Protestujący domagają się przeliczenia głosów z wyborów prezydenckich z 5 stycznia, w których Micheil Saakaszwili zwyciężył w pierwszej turze, zdobywając 53 proc. poparcia. Opozycja żąda także sprawiedliwego dostępu do mediów państwowych, dymisji ministra spraw wewnętrznych Wano Merabiszwilego i zmiany systemu wyborczego.
W styczniu opozycja wyznaczyła Saakaszwilemu czas na realizację jej żądań. Termin wygasł w piątek.
"Jesteśmy tu! Musimy pokazać, że nie poddamy się" - przypominał rywal Saakaszwilego z kampanii wyborczej Lewan Gaczecziladze.
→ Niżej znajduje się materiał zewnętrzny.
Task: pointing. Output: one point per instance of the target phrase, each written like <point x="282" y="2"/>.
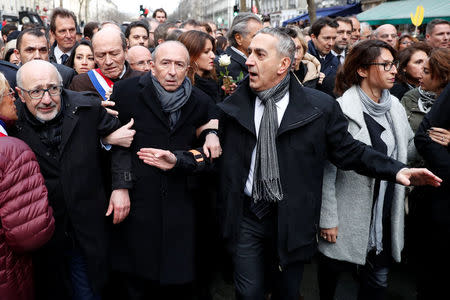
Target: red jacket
<point x="26" y="219"/>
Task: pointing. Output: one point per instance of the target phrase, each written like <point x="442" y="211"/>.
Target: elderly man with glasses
<point x="65" y="130"/>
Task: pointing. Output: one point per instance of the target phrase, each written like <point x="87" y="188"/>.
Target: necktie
<point x="64" y="58"/>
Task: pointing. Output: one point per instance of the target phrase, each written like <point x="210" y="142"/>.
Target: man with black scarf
<point x="270" y="186"/>
<point x="65" y="129"/>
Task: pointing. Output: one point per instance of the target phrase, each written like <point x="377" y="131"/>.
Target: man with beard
<point x="65" y="130"/>
<point x="344" y="34"/>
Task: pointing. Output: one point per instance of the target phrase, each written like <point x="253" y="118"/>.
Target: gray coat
<point x="347" y="196"/>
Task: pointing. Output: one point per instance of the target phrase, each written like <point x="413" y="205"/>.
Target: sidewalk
<point x="401" y="286"/>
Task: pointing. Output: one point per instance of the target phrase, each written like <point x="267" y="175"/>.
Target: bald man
<point x="139" y="58"/>
<point x="64" y="129"/>
<point x="387" y="33"/>
<point x="110" y="50"/>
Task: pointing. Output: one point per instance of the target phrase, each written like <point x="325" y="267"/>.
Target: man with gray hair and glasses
<point x="65" y="130"/>
<point x="270" y="186"/>
<point x="243" y="29"/>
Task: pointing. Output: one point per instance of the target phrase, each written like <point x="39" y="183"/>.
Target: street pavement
<point x="401" y="285"/>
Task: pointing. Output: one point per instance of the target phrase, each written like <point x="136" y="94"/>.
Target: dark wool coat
<point x="437" y="158"/>
<point x="313" y="130"/>
<point x="76" y="181"/>
<point x="156" y="241"/>
<point x="26" y="220"/>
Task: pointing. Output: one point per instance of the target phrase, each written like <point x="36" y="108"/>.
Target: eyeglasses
<point x="39" y="93"/>
<point x="142" y="63"/>
<point x="387" y="65"/>
<point x="9" y="93"/>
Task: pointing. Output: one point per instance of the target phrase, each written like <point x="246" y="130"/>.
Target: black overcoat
<point x="313" y="129"/>
<point x="77" y="177"/>
<point x="156" y="241"/>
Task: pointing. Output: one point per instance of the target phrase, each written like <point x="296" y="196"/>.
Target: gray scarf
<point x="266" y="180"/>
<point x="172" y="102"/>
<point x="379" y="110"/>
<point x="426" y="100"/>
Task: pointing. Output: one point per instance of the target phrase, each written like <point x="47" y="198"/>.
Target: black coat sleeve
<point x="350" y="154"/>
<point x="436" y="155"/>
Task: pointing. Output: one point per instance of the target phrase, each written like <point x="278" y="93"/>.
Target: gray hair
<point x="19" y="72"/>
<point x="240" y="25"/>
<point x="123" y="39"/>
<point x="174" y="43"/>
<point x="285" y="45"/>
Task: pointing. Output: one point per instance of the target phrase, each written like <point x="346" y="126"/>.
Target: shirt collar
<point x="239" y="52"/>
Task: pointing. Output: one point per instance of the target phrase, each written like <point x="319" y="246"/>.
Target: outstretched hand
<point x="161" y="159"/>
<point x="415" y="176"/>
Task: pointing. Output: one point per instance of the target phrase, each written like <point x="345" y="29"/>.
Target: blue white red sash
<point x="101" y="83"/>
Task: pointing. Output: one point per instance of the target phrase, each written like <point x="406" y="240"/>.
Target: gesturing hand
<point x="122" y="136"/>
<point x="416" y="176"/>
<point x="161" y="159"/>
<point x="329" y="234"/>
<point x="119" y="203"/>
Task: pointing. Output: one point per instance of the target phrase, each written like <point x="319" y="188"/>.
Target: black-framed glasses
<point x="387" y="65"/>
<point x="39" y="93"/>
Manifestacja odbywała się przed gmachem parlamentu. Uczestnicy minutą ciszy upamiętnili środową śmierć w Londynie jednej z najważniejszych postaci gruzińskiej opozycji - milionera Badrego Patarkaciszwilego.
"Stał się ofiarą prześladowań obecnej władzy w Gruzji" - podkreślił w swym przemówieniu lider opozycyjnej Partii Ludowej Koba Dawitaszwili.
Brytyjska policja stwierdziła, że Patarkaciszwili zmarł z przyczyn naturalnych.